Me: Nah happened already and sure I could have simply dropped the offending BGP attribute 254 in this case since it's not used anyways.
CTO: What the ..., why haven’t you do so then?!?!?
Me: Well because "this experimental work is of great value to the community and there’s a process now to announce and manage these experiments, what about net neutrality, and besides modern BGP implementations should handle well formatted attributes and if it’s not the case it's good that these flaws are being exposed and fixed".
CTO: You mean exposed like this? Like breaking my network?!?!? Get the ... out of here you're fired!!!!

  

> Some specific examples
> 
> - don't clean up communities which don't belong to you (
Agreed, whatever you do only condition communities with your AS# on them.  

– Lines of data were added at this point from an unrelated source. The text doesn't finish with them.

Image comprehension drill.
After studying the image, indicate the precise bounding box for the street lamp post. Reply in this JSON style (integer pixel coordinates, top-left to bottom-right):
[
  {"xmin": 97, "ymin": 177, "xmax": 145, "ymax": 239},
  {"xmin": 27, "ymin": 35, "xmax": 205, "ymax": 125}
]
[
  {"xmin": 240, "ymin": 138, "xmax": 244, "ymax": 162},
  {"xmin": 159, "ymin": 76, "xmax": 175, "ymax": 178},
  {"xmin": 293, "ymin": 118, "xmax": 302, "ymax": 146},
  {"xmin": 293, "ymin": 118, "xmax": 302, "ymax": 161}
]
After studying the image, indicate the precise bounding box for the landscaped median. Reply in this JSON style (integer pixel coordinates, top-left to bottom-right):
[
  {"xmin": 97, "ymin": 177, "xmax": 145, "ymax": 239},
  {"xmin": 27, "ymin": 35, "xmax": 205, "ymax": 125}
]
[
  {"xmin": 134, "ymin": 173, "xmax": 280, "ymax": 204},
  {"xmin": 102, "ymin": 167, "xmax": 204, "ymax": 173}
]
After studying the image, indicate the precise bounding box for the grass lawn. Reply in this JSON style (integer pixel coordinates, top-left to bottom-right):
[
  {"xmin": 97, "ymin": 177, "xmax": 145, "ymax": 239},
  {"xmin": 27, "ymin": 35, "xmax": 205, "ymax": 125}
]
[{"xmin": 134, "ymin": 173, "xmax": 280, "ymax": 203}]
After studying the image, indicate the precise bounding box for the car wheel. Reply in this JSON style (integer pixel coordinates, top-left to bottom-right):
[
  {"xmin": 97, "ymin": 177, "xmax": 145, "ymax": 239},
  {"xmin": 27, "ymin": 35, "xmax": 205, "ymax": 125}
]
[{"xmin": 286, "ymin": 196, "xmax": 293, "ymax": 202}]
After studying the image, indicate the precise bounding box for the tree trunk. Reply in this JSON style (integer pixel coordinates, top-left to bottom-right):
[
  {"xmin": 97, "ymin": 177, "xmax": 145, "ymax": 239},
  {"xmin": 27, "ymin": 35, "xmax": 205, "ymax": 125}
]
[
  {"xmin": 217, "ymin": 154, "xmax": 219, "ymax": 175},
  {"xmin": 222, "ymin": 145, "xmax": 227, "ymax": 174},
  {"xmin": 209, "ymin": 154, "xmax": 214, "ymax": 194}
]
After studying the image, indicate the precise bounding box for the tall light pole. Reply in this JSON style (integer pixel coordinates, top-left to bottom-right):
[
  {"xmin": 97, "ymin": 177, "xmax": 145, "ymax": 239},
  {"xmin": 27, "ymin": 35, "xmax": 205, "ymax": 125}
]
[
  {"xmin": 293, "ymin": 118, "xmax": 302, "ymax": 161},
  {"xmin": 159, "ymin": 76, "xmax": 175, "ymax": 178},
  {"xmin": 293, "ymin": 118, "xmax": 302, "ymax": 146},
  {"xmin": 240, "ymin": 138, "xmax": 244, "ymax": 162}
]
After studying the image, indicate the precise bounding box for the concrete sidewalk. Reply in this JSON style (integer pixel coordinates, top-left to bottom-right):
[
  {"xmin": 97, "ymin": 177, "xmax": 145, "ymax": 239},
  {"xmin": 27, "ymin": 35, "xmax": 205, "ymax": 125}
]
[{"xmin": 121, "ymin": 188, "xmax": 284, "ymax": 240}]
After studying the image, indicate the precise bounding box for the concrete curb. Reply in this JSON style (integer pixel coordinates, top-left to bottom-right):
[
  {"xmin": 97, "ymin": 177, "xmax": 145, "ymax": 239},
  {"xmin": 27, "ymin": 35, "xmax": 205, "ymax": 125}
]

> - don't clean up TOS byte (I may want to communicate QoS over internet
> between my islands)
Agreed, will dump it all into best-effort or scavenger class in my MPLS backbone anyways, along with all the SD-WAN super high priority stuff...
Falls into do not touch transit traffic unless under DoS.

> - don't clean up BGP attributes (128 would have utility if it transit, but due to
> old issues, it often does not)
Looking at https://www.iana.org/assignments/bgp-parameters/bgp-parameters.xhtml (don't know how well maintained it is actually), I see 128 as assigned to ATTR_SET [RFC6368], so if I filtered only Unassigned, Deprecated and Reserved from that list that shouldn't do any harm right?

> - don't drop ICMP (ICMP TS would be high utility if not filtered)
So obvious that you shouldn't even mention it, but again falls into do not touch transit traffic unless under DoS,
Traffic (ICMP included) destined to your infrastructure -well that's subject to the iACL policies.  

> I think we need specific good reason to mangle/filter and if you cannot come
> up with one, don't do it. If you can come up with one, consider if it's
> persistent or workaround to deal with specific active defect.
> 
Well the BGP attribute induced outage has a precedence and had quite a positive fallout in terms of BGP enhanced error handling etc...
My pipedream is to have the time to shoot random stuff at BGP to see what happens and then report back to vendors about my findings,...
But no, this is not part of our software certification test suite.